Estate Planning

  • Will. A Will does not mean that you can avoid a probate. Compared to other states, probate in Washington State is relatively easy if you have an estate plan. A will provides instructions for distributing your assets to your family and other beneficiaries upon your death. Our estate planning attorney will customize the Will provisions to meet your specific needs. You designate a personal representative to pay final expenses and taxes, and then distribute your assets. If you have minor children, a will is the only way you can designate a guardian for them. To transfer real property in Washington, a Will must be filed in probate court after your death. Probate is a judicial process for managing your assets and for transferring your assets when you die. Your personal representative distributes your assets and pays your liabilities. Generally, your personal representative will need to employ an attorney and our estate planning attorney, Dalynne Singleton, will be able to handle your affairs on your behalf with your personal representative. Because a Will does not take effect until you die, it cannot provide for management of your assets if you become incapacitated. That’s why it is important to have other estate planning documents in case you should become incapacitated.
  • Durable power of attorney. A power of attorney is a legal document in which you name another person to act on your behalf. This person is called your agent or attorney-in-fact. You can give your appointed agent broad or limited management powers. You should choose this person carefully because he/she will generally be able to sell, invest, transfer, dispose of and spend your assets. A power of attorney terminates upon your death. A durable power of attorney will continue during incapacity to provide a financial management safety net.

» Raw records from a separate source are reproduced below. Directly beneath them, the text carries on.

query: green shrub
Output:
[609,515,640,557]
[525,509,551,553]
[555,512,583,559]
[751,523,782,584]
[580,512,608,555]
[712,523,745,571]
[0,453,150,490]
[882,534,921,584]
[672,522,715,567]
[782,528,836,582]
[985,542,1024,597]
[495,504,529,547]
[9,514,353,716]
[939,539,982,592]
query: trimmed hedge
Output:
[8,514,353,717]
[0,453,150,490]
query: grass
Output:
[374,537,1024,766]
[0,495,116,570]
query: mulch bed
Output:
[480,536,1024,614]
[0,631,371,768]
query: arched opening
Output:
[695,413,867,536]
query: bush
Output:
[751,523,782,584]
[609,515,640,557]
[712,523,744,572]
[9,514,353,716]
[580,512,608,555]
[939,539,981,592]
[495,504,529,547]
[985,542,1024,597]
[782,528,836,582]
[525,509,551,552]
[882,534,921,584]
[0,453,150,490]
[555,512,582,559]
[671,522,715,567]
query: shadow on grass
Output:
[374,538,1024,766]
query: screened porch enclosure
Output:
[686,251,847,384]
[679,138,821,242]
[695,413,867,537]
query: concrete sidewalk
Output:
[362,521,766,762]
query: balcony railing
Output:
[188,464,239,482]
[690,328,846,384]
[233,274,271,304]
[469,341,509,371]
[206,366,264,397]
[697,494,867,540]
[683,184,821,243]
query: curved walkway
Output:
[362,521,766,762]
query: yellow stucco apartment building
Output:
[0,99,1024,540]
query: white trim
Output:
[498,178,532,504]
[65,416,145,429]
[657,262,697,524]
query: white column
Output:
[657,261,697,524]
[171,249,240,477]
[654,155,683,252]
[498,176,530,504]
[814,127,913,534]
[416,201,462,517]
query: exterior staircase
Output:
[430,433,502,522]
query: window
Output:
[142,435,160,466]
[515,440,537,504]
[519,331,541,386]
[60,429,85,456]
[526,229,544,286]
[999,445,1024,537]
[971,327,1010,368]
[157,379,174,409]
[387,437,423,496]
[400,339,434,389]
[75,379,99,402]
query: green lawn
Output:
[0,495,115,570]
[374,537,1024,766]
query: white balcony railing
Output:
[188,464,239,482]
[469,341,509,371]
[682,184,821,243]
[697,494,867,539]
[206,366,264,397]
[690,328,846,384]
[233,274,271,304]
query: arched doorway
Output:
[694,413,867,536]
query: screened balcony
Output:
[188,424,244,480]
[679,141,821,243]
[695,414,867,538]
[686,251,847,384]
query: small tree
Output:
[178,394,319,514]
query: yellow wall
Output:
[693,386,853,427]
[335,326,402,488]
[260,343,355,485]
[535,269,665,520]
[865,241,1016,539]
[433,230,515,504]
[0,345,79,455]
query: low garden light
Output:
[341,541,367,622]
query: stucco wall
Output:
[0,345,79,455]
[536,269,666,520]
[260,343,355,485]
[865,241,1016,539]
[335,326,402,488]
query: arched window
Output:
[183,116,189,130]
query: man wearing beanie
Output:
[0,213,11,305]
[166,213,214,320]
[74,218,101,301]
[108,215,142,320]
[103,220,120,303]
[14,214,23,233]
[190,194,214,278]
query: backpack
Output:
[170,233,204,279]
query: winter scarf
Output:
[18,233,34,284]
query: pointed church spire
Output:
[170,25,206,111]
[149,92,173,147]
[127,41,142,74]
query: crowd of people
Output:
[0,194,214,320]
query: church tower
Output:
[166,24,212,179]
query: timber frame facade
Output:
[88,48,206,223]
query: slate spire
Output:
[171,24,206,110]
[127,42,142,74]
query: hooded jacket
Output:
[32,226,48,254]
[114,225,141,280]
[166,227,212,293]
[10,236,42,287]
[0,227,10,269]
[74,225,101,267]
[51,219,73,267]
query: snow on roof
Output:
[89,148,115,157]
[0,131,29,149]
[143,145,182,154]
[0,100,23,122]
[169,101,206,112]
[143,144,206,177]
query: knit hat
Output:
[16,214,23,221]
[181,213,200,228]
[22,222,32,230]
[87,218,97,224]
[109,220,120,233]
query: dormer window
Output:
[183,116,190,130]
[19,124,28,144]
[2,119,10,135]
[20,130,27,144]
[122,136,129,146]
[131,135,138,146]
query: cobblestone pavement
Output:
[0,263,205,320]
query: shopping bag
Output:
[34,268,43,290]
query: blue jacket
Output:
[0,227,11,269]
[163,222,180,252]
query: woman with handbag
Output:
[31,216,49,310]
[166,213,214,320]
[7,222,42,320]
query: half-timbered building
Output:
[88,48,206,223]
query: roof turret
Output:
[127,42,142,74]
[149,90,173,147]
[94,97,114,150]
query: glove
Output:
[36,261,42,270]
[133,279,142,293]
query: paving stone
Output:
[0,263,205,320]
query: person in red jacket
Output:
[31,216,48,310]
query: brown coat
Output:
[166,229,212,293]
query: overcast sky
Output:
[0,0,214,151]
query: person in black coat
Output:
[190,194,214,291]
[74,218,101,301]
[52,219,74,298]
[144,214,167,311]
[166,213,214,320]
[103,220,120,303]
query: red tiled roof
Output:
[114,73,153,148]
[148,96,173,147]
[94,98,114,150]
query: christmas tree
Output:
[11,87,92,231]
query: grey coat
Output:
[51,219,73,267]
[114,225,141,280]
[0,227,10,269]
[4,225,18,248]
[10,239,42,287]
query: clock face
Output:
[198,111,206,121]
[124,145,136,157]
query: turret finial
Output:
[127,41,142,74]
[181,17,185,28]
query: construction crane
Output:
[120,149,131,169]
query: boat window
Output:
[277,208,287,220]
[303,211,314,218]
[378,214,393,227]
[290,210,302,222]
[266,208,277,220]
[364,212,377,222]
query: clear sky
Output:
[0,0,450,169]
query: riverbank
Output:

  • Living Will. A living will expresses your intentions regarding the use of life-sustaining measures in the event of a terminal illness. It expresses what you want but does not give anyone the authority to speak for you. This can be combined with a Health Care Power of Attorney.
  • Health care power of attorney. A health care power of attorney authorizes someone of your choosing to make medical decisions for you in the event you are unable to do so yourself. This document and a living will can be invaluable for avoiding family conflicts and possible court intervention if you should become unable to make your own health care decisions.